TANGENTIAL means tangential to the circle's arc. Think back to just one line rounding the corner, and the guy on the outside. Since he is changing direction as he moves around the radius, his tangential velocity is changing but since his motion is still in the same direction, his angular velocity is not.

ACCELERATION relates to a change in velocity. Even if an object's speed is not varying, if its direction is then there is an acceleration. So even if the angular velocity is constant, there is an acceleration. A centripetal acceleration (pointing in) is needed to keep an object in motion at a constant radius -- it pulls the object back in. If the rate of rotation is changing, then there is both an angular and tangential acceleration.

I found this series of interesting diagrams by googling: http://www.ac.wwu.edu/~vawter/PhysicsNet/Topics/RotationalKinematics/
and wikipedia's section on "centripetal force" might be useful too.

mini-edit for minor thngs
 
Last edited by a moderator:
  • #5
Thanks a lot ... that's really helpful.
 

Related to Circular motion and angular speed

1. What is circular motion?

Circular motion is the movement of an object along a circular path. The object travels at a constant distance from a fixed point, known as the center of the circle.
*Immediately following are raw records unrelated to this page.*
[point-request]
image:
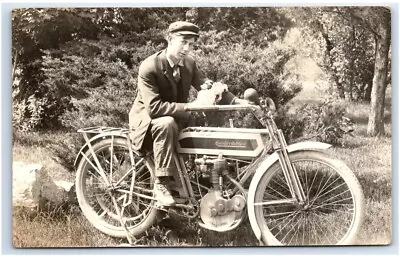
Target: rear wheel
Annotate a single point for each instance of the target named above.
(331, 214)
(106, 201)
2. How is angular speed different from linear speed?

Angular speed is the rate at which an object rotates around a fixed point, while linear speed is the rate at which an object moves in a straight line. Angular speed is measured in radians per second, while linear speed is measured in meters per second.

3. What factors affect the angular speed of an object?

The angular speed of an object is affected by the radius of the circular path, the time it takes to complete one rotation, and the mass of the object. It is also affected by any external forces acting on the object, such as friction or gravity.

4. How is angular speed related to angular velocity?

Angular velocity is a vector quantity that includes both the speed and direction of an object's rotation. Angular speed, on the other hand, only measures the magnitude of the rotation. The angular velocity is equal to the angular speed divided by the radius of the circular path.

5. What are some real-life examples of circular motion?

Some examples of circular motion in everyday life include the rotation of the Earth around the Sun, the motion of a Ferris wheel, and the spinning of a record on a turntable. Other examples include the motion of a satellite in orbit and the circular motion of a swinging pendulum.